The central bank is widely expected to raise rates for the fourth time this year when its two-day policy meeting ends at 2 p.m. ET (1900 GMT), but the focus will be on whether it will still hint at three hikes next year as it did in September.
Fed funds futures are pricing in only one more rate rise next year.

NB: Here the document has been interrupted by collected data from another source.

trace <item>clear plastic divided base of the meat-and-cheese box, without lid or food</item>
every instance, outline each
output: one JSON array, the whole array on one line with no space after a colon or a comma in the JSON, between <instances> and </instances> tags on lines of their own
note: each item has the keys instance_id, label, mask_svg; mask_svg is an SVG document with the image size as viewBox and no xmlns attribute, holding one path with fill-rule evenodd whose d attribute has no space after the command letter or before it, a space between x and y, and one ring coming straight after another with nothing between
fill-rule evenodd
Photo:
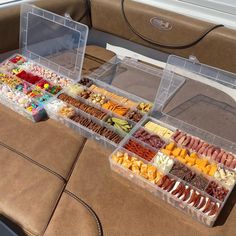
<instances>
[{"instance_id":1,"label":"clear plastic divided base of the meat-and-cheese box, without lid or food","mask_svg":"<svg viewBox=\"0 0 236 236\"><path fill-rule=\"evenodd\" d=\"M186 167L188 167L192 172L194 172L196 175L201 175L204 178L206 178L208 180L208 183L205 187L204 190L202 189L198 189L197 187L191 185L190 182L186 182L185 180L171 174L171 171L167 171L167 172L163 172L163 170L160 168L160 166L158 166L157 164L154 164L155 161L155 157L150 160L147 161L145 159L142 158L142 156L139 156L135 153L133 153L132 151L126 149L124 146L127 144L127 142L129 140L135 140L136 142L140 143L143 147L148 147L151 150L155 150L153 149L153 147L143 141L140 141L139 139L134 138L134 134L140 130L143 129L147 132L150 133L150 135L156 135L155 132L150 131L149 129L145 128L145 124L147 124L148 122L152 122L155 123L161 127L164 127L166 129L169 129L171 131L173 131L173 133L175 133L177 130L183 131L188 135L191 135L192 137L198 137L199 139L211 144L211 145L219 145L219 143L222 143L222 148L224 148L224 150L228 153L232 153L234 155L234 158L236 158L235 156L235 144L224 140L220 137L217 137L209 132L206 132L204 130L200 130L200 129L196 129L196 127L191 126L183 121L180 121L178 119L175 119L173 117L170 117L168 115L162 114L162 117L160 117L159 119L155 119L153 117L146 117L145 119L143 119L136 127L135 129L132 131L132 133L130 133L124 141L122 141L122 143L119 145L119 147L110 155L109 157L109 161L110 161L110 166L111 169L115 172L117 172L118 174L122 175L123 177L129 179L131 182L133 182L136 185L139 185L141 188L144 188L145 190L151 192L152 194L154 194L154 196L161 198L162 200L166 201L167 203L171 204L172 206L174 206L175 208L183 211L184 213L190 215L191 217L193 217L194 219L196 219L197 221L212 227L218 217L218 215L220 214L221 210L223 209L224 205L227 204L227 199L230 196L231 192L234 190L235 187L235 181L236 181L236 168L234 169L229 169L228 167L225 167L223 164L218 163L214 160L211 160L209 157L205 157L205 156L199 156L199 159L206 159L208 161L209 164L212 165L217 165L217 167L220 168L224 168L227 170L230 170L232 172L234 172L235 175L235 181L234 184L231 186L226 186L224 185L222 182L220 182L218 179L216 179L214 176L209 176L208 174L205 174L201 171L198 171L196 168L193 168L192 166L188 166L186 164ZM170 142L174 142L174 140L171 138L173 137L173 135L171 135L171 137L168 139L166 139L165 137L162 137L159 135L159 137L161 139L163 139L166 142L166 145ZM181 147L181 148L186 148L186 147L182 147L181 145L178 145L176 143L177 147ZM194 153L194 151L186 148L189 153ZM158 150L156 149L156 153L158 151L160 151L161 148ZM204 214L202 211L198 210L196 207L193 207L191 204L187 204L186 202L181 201L181 199L173 196L172 194L170 194L167 191L164 191L163 189L159 188L156 184L151 183L150 181L148 181L147 179L143 178L140 175L135 174L134 172L132 172L130 169L125 168L124 166L122 166L121 164L118 164L117 162L115 162L113 160L113 156L114 154L116 154L117 152L122 152L122 153L127 153L132 157L137 157L139 160L142 160L144 163L148 163L150 165L155 165L157 167L157 170L159 170L163 175L170 175L172 177L174 177L175 179L178 179L180 182L184 183L186 186L191 186L191 188L197 190L197 192L199 193L204 193L204 196L206 196L207 198L211 199L214 202L217 202L217 204L220 204L220 208L218 210L218 212L214 215L214 216L208 216L209 212ZM173 156L169 156L170 159L174 160L174 163L180 163L179 160L177 160L175 157ZM172 166L173 168L173 166ZM171 169L170 169L171 170ZM209 195L208 193L204 192L207 191L207 188L210 184L210 182L214 181L215 183L218 184L218 186L223 187L224 189L228 189L228 193L226 195L226 197L224 198L223 201L220 201L217 198L214 198L213 196ZM182 196L181 196L182 197Z\"/></svg>"}]
</instances>

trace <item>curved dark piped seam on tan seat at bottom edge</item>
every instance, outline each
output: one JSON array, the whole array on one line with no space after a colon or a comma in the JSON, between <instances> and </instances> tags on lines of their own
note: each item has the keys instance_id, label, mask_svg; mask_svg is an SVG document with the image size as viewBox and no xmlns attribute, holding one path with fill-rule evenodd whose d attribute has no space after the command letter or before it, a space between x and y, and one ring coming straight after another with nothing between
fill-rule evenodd
<instances>
[{"instance_id":1,"label":"curved dark piped seam on tan seat at bottom edge","mask_svg":"<svg viewBox=\"0 0 236 236\"><path fill-rule=\"evenodd\" d=\"M98 215L96 214L96 212L92 209L91 206L89 206L84 200L82 200L81 198L79 198L78 196L76 196L75 194L73 194L72 192L70 192L69 190L64 190L64 193L67 194L68 196L74 198L74 200L76 200L77 202L79 202L81 205L83 205L88 212L92 215L92 217L94 218L94 220L96 221L97 224L97 230L98 230L98 236L103 236L103 229L102 229L102 224L100 219L98 218Z\"/></svg>"}]
</instances>

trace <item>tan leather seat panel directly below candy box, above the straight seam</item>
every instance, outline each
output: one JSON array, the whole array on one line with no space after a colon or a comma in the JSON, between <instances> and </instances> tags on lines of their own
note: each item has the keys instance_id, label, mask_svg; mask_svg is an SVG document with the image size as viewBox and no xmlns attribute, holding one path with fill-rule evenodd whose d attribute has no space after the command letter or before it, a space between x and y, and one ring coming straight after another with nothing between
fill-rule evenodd
<instances>
[{"instance_id":1,"label":"tan leather seat panel directly below candy box, above the straight seam","mask_svg":"<svg viewBox=\"0 0 236 236\"><path fill-rule=\"evenodd\" d=\"M33 123L0 106L0 142L67 178L84 138L53 120Z\"/></svg>"}]
</instances>

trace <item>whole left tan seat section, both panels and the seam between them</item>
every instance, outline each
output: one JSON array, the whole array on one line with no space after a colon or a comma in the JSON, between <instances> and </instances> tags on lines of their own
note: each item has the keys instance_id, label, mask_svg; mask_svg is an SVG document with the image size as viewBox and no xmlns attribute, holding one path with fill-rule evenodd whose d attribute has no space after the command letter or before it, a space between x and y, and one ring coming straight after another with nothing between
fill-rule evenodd
<instances>
[{"instance_id":1,"label":"whole left tan seat section, both panels and the seam between them","mask_svg":"<svg viewBox=\"0 0 236 236\"><path fill-rule=\"evenodd\" d=\"M0 212L42 235L85 139L53 120L34 124L0 112Z\"/></svg>"}]
</instances>

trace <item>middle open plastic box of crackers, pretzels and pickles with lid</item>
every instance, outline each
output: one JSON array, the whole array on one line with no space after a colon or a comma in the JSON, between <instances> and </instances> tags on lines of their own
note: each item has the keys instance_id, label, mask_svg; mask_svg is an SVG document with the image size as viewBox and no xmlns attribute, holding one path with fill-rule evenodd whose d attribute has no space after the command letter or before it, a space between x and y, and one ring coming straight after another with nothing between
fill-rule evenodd
<instances>
[{"instance_id":1,"label":"middle open plastic box of crackers, pretzels and pickles with lid","mask_svg":"<svg viewBox=\"0 0 236 236\"><path fill-rule=\"evenodd\" d=\"M158 68L130 58L117 61L112 59L88 77L82 77L81 80L63 89L45 107L51 118L62 121L69 127L74 127L80 133L85 134L85 132L91 131L87 128L90 125L89 121L99 127L104 127L105 130L115 132L119 136L115 141L111 140L109 136L102 137L103 134L96 125L97 132L94 133L92 129L91 133L85 135L102 142L105 146L114 148L127 134L132 132L141 119L147 117L157 106L161 106L156 103L157 100L164 104L164 101L157 96L161 84L161 73L162 71ZM144 82L146 83L145 93L141 90ZM181 83L170 86L174 92L181 86ZM104 96L104 101L101 103L99 99L98 101L93 99L93 96L95 98ZM64 103L64 106L60 105L61 102ZM113 106L112 103L116 105ZM124 114L119 113L119 107L121 111L123 111L122 109L127 109L127 111ZM68 115L62 114L66 110L68 110ZM100 113L97 115L96 112L93 112L94 110L99 110L104 115L100 115ZM63 115L66 116L66 121L63 121ZM76 124L76 116L86 117L89 121L81 121L81 118L78 119L79 124ZM75 128L75 126L77 127Z\"/></svg>"}]
</instances>

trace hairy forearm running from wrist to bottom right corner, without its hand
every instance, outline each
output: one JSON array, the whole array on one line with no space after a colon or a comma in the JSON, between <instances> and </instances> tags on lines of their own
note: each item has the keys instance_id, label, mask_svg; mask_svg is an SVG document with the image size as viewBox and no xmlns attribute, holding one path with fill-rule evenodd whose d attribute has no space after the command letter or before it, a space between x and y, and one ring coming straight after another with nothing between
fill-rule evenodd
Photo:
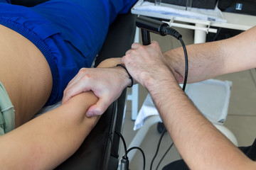
<instances>
[{"instance_id":1,"label":"hairy forearm running from wrist to bottom right corner, without its hand","mask_svg":"<svg viewBox=\"0 0 256 170\"><path fill-rule=\"evenodd\" d=\"M255 169L255 162L199 113L171 72L148 80L146 88L190 169Z\"/></svg>"}]
</instances>

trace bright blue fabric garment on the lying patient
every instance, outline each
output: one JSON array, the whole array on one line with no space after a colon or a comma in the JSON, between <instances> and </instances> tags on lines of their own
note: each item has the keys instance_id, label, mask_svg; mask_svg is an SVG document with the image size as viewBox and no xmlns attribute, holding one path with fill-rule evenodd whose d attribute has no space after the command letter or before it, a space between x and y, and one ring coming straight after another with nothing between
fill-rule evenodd
<instances>
[{"instance_id":1,"label":"bright blue fabric garment on the lying patient","mask_svg":"<svg viewBox=\"0 0 256 170\"><path fill-rule=\"evenodd\" d=\"M0 24L33 42L48 61L53 90L46 105L63 97L82 67L91 67L118 13L137 0L50 0L33 7L0 0Z\"/></svg>"}]
</instances>

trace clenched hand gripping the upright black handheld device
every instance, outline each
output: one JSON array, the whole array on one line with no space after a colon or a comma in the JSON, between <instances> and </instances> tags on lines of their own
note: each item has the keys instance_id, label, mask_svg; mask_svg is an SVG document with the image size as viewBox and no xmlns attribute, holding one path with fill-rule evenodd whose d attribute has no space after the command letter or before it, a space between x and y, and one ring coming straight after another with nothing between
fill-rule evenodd
<instances>
[{"instance_id":1,"label":"clenched hand gripping the upright black handheld device","mask_svg":"<svg viewBox=\"0 0 256 170\"><path fill-rule=\"evenodd\" d=\"M132 77L146 88L151 80L183 79L172 67L168 66L156 41L146 46L139 43L132 44L132 49L126 52L121 62L127 67ZM166 77L168 72L171 77Z\"/></svg>"}]
</instances>

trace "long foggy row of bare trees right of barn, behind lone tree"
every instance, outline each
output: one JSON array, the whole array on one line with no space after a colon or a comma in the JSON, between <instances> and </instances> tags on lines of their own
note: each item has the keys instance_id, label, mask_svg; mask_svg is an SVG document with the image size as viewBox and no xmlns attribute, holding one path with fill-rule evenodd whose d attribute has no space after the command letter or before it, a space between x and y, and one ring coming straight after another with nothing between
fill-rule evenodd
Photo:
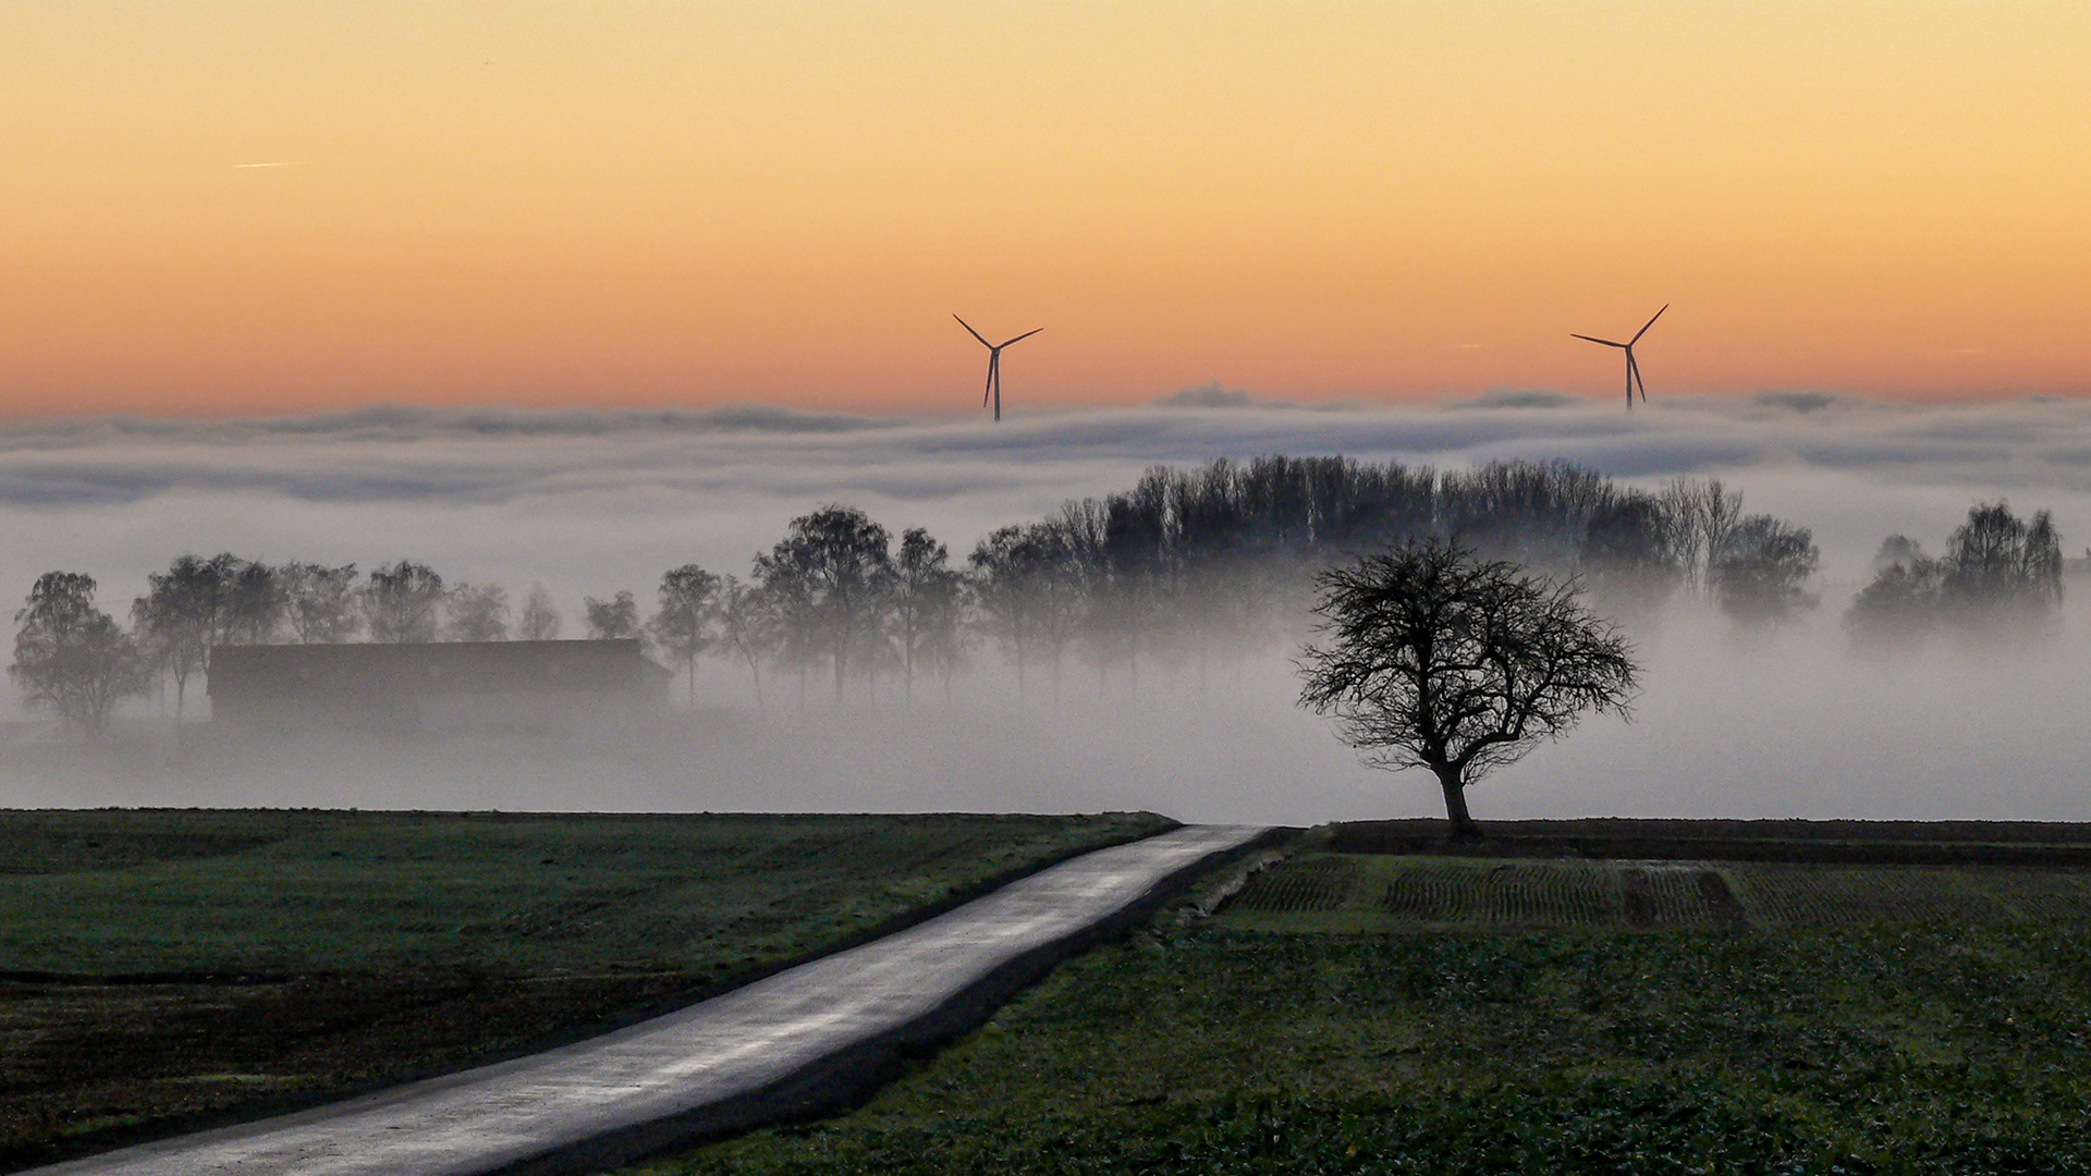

The latest Reuters poll showed economists expect two rate hikes, with the probability of a U.S. recession in the next two years jumping to 40 percent.
The S&P financials index – the worst performing among the 11 S&P sectors this month – rose 1.5 percent, with rate-sensitive banks also gaining 1.5 percent.
The technology sector, down for the fourth month in a row after leading a rally earlier in the year, rose 1.2 percent and gave the biggest boost to the markets.
“The selling may have gotten overdone, so you see some buyers coming in,” said Shawn Cruz, senior trading specialist at TD Ameritrade in Chicago.
“There’s a concern that the Fed being overly hawkish could impact growth in the economy, so a less aggressive Fed might relieve some of those fears and that is why you’re seeing growth names recover here.”
Eight of the 11 sectors rose more than 1 percent, with only the defensive utilities, real estate and consumer staples indexes gaining slightly.
A rough couple of months have pushed all three major indexes more than 10 percent below recent highs, into what is known as correction territory, and that has sparked calls, including from President Donald Trump, for the Fed to hold fire.
At 12:35 a.m. ET, the Dow Jones Industrial Average was up 296.59 points, or 1.25 percent, at 23,972.23, the S&P 500 was up 30.34 points, or 1.19 percent, at 2,576.50 and the Nasdaq Composite was up 73.50 points, or 1.08 percent, at 6,857.41.
Microsoft Corp’s 2.4 percent gain gave the biggest boost to the S&P 500 and the Nasdaq. The biggest drag on the two indexes was Facebook Inc’s 3.6 percent slide.
The fall came after the New York Times reported that Facebook allowed some companies far greater access to data than disclosed. The company said the access was provided only after user permission.
Separately the attorney general for Washington, D.C. said the state had sued Facebook over Cambridge Analytica’s use of data from the social-media giant.
FedEx Corp, seen as a bellwether for the U.S. economy, sank 8.9 percent, on course for its biggest one-day drop in 10 years, after slashing its 2019 forecast blaming an economic slowdown.
Micron Technology Inc fell 2.4 percent after giving a tepid forecast that exacerbated fears that the chip boom was fizzling out.
Advancing issues outnumbered decliners for a 2.71-to-1 ratio on the NYSE and a 2.08-to-1 ratio on the Nasdaq.
The S&P index recorded no new 52-week highs and 29 new lows, while the Nasdaq recorded four new highs and 288 new lows.